A Brief Review of Securities and Commodities
Simply put, a security is a financial instrument that provides profits for its holders, and its value changes based on the actions of a third party, like a company. Stocks are the most common form of securities.
Let’s say you buy the shares of Company X. The main idea for your investment is to make some profits as you believe in the company’s value. Company X publishes its quarterly report which shows better results than predicted in the previous quarter. This can lead to an increase in the price of shares, meaning that the company’s actions had an effect (positive in this case) on the price of the asset you’ve bought (the shares). The share of Company X is considered a security as it meets the definition of one.
A commodity, on the other hand, is a primary product or material, such as oil, gold, or coffee. In today’s markets, commodities are predominantly traded online through derivatives markets which allow you to bet on the price of a commodity without buying the actual asset.
But, how can we define a financial asset as a security or commodity?
Howey Test to the Rescue
Howey Test is essentially the four criteria that the US Supreme Court introduced back in 1946 to determine if an investment or transaction can be named an “investment contract” and be considered as a security. Here are the 4 prongs of the Howey Test:
- 1. The Investment of Money: when we buy an asset in exchange for value, either in form of fiat currencies (like the dollar) or other assets
- 2. In a Common Enterprise: there are different ways to define this. It typically exists when the profits of the investor and those offering the opportunity are linked
- 3. With Reasonable Expectation of Profits: why are we buying the asset? Is it because we want to make money or to save our money by investing it in something more, let’s say, stable? If it’s the former, then our investment will meet this prong of the Howey Test
- 4. Derived from Efforts of Others: does the effort of others, like other investors, have an effect on our investment or profits?
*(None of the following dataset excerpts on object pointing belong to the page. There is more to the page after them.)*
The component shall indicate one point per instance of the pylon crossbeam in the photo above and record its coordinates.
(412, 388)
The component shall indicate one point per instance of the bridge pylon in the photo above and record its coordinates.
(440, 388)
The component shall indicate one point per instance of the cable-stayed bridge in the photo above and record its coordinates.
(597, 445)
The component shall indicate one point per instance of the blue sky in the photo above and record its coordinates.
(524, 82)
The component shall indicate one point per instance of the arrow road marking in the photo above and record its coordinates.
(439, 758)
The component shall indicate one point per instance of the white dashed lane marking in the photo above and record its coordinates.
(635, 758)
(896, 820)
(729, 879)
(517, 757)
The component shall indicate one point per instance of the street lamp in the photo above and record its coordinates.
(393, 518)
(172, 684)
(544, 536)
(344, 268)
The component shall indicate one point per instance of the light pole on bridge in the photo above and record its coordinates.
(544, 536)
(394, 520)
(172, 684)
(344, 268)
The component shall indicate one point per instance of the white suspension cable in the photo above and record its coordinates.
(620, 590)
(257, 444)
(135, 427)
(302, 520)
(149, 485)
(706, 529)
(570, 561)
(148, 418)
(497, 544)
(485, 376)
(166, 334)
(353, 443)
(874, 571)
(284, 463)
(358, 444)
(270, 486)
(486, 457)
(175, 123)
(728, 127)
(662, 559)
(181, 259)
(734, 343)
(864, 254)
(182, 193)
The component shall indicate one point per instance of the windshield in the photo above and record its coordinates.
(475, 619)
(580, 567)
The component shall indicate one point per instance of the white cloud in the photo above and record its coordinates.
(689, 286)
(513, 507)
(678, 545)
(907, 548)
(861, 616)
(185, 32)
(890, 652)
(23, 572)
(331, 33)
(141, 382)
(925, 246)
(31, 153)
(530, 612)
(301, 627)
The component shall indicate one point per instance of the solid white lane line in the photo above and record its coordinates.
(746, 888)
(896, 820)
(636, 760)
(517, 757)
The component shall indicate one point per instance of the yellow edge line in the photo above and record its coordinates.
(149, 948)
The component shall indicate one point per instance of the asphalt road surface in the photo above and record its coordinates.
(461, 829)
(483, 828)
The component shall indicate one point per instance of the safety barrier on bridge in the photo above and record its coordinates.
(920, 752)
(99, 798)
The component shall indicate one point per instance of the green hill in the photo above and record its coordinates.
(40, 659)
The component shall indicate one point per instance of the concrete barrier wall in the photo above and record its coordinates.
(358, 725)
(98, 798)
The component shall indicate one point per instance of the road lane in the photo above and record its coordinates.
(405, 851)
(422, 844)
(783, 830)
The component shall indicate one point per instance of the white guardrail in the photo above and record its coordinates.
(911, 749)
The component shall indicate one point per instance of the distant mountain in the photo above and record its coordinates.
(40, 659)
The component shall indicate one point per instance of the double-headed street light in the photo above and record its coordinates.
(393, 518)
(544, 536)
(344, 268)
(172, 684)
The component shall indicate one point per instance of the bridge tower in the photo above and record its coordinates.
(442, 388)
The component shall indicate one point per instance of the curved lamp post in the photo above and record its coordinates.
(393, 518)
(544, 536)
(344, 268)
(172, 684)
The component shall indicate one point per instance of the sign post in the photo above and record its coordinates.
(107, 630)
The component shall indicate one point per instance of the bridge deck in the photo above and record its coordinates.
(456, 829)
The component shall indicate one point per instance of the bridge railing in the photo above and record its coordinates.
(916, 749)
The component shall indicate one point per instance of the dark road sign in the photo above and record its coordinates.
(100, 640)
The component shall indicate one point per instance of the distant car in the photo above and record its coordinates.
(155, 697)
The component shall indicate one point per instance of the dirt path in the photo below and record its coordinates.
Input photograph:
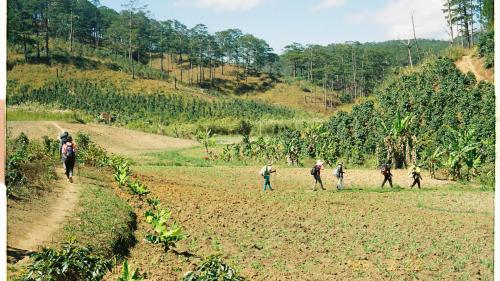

What Gensler pointed out after the United States Senate Committee on Banking, Housing, and Urban Affairs hearing were the last two prongs as the new consensus algorithm of the Ethereum blockchain would allow users to stake their Ether and earn profits:
“From the coin’s perspective…that’s another indicia that under the Howey test, the investing public is anticipating profits based on the efforts of others”
What It Means For Cryptocurrencies
Just recently, two new bills were proposed to regulate the digital asset landscape within the US market: the Digital Commodities Consumer Protection Act of 2022 which asks for the CFTC to “oversee the spot digital commodity market” and the Responsible Financial Innovation Act which aims to regulate the digital asset market.
As the SEC and CFTC are finding their way (and territory) around the crypto coins, you may wonder:
What does it really mean for the crypto space?
Securities, in general, have stricter rules and regulations than commodities and that’s the main reason why the crypto market is hoping for the assets to stay under the CFTC’s jurisdiction. If a specific asset is declared as a security, it has to be registered with the SEC and can not be offered to the public otherwise. Additionally, any other platform offering that said crypto asset in the US market should register with the SEC or delist it from its platform.
We’re probably going to witness some quarrels in the upcoming months as the SEC and CFTC continue their negotiation over the nature of crypto assets. Hopefully, it all would lead to a clear regulatory framework for the US crypto market and set an example for other markets to follow.